On 11.5.2013 15:00, Wietse Venema wrote:

Some time ago I was setting up yet another postfix deployment, and I was
once again thinking about the case when (temporarily) undeliverable
recipients block most or all of the available delivery agents.

Low-level comments:

- What common use case has different per-recipient (not: per-sender,
etc.) soft reject rates for a mail stream between two sites? Does
it matter whether some portion of a mail stream between two sites
is deferred because of the recipient, sender or other cause?

The use case which I am interested in is basically some service sending registration confirmation messages to its users, where some users decide to fill in bogus addresses which result in temporary errors until the message expires and bounces. Such messages tend to stock pile in the deferred queue and can quite dominate the active queue and adversely affect the deliveries to proper recipients. Especially when these bogus recipients are not deferred immediately, but only after considerably long timeout.

I don't think the other standard scenarios of message deferral like when the network connection really goes down temporarily would benefit much from the separate transport I propose. OTOH, it shouldn't affect them terribly either.

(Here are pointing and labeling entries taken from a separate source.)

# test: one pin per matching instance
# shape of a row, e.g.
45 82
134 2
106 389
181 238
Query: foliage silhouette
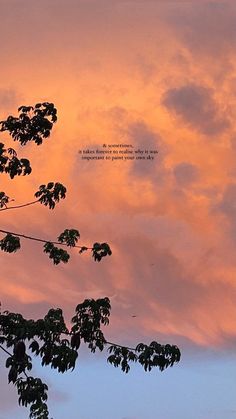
49 338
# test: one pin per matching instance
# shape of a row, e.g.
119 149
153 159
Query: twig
42 240
20 206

And as for the deferral cause, I think that from the point of blocked delivery agents it doesn't really matter why exactly was the message blocked. In my experience, if something was deferred, it is more likely it will be deferred again rather than not, which seems to be enough to try to make sure it doesn't take resources away from fresh deliveries....

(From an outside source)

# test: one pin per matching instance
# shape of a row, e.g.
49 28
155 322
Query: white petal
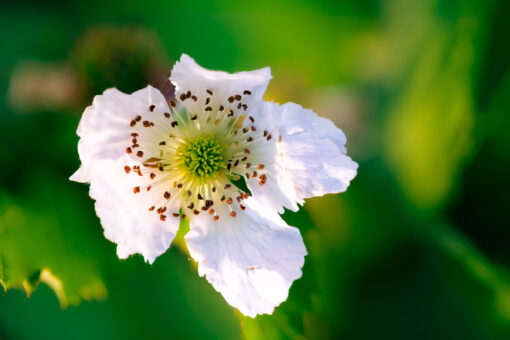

However, I would very much like to hear what other people think and how it might affect their setups...

- Postfix has multiple transports configured: the required ones
such as local_transport (local), default_transport (smtp),
relay_transport (relay), plus the ones that aren't selected with
$local/virtual/relay/default_transport such as retry, error, and
ad-hoc transports. It would be wrong to hard-code the "alternate
retry transport" feature to just one transport. Even if it were
used only with smtp-like transports, there may be more than one.

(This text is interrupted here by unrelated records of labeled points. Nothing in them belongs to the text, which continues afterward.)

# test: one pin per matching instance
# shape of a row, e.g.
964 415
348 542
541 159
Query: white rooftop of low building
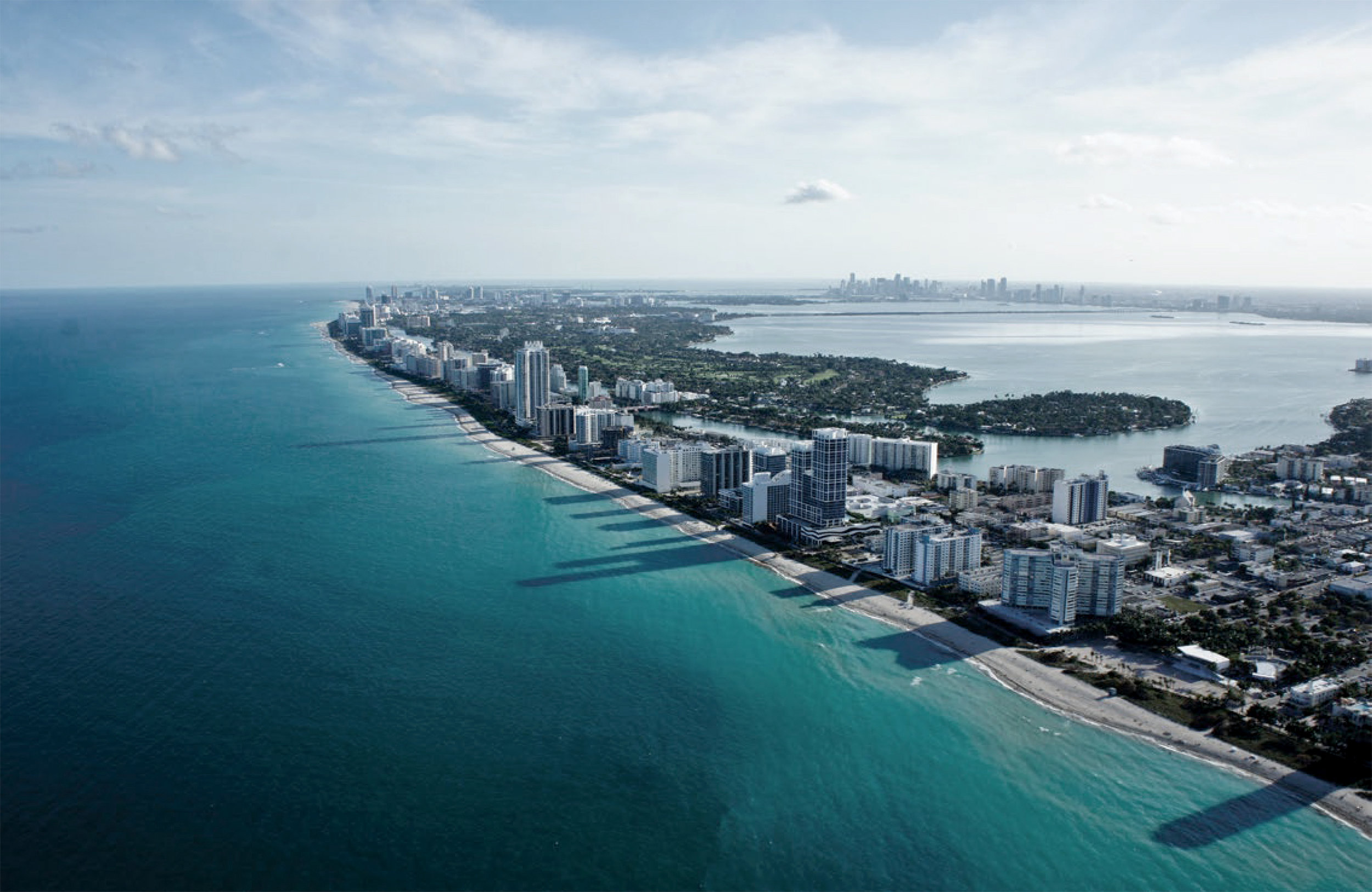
1197 652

Definitely. In the example I gave, the smtp_retry_transport was meant to work as the usual per-transport <transport>_retry_transport fallback.

And I would not mind if you want to call it differently either, to prevent any possible confusion with the retry transport based on the error delivery agent.

- Postfix tries to play "nice" by not overwhelming remote servers
with many connections. This is scheduled per transport, not across
transports. I'm not claiming that Postfix concurrency scheduling
solves all problems, but having two transports sending to the same
destination would complicate things a little (but no more than
having sender-dependent source IP addresses).

Hmm, right. I haven't considered this explicitly. However:

- the impact on the target site doesn't seem to be worse than if the fallback_relay feature was used to deal with the problem in the first place.

- the concurrency window limit of that alternate transport can be explicitly configured to be small, which should minimize the difference of the load caused on the target site.

- in the usual case when the recipients are deferred again, the concurrency window wouldn't even grow in the first place. (In my use case there is often even no proper site to connect to as such, but that's not an argument, of course).

- the current cohort based concurrency algorithm should play nicely even with unknown number of other hosts connecting to the target site, so it shall work reasonably well with two separates transports each trying on their own as well.

I am all eager to hear what Victor has to say about this one, though... He has a lot of experience with problematic sites using small concurrency windows, from what I remember...

Configuration wise, it might work like this:

- in master.cf, clone the smtp transport, call it "slow" for example
- in main.cf, set smtp_retry_transport = slow

I forgot to explicitly mention that the parameters of the "slow" transport can be configured independently of the original smtp transport, but I guess that's obvious.

Implementation wise, the following changes would be necessary:

- when creating message structure, qmgr would need to keep track
   if it came from the incoming or deferred queue
- in qmgr_message_resolve(), just before looking up the transport,
   when the message originates from deferred queue, qmgr would
   replace the transport name in the reply with the configured retry
   variant if it is defined and such transport exists.

Hmm, or shall this perhaps be made part of trivial rewrite resolving instead? Which one would you prefer?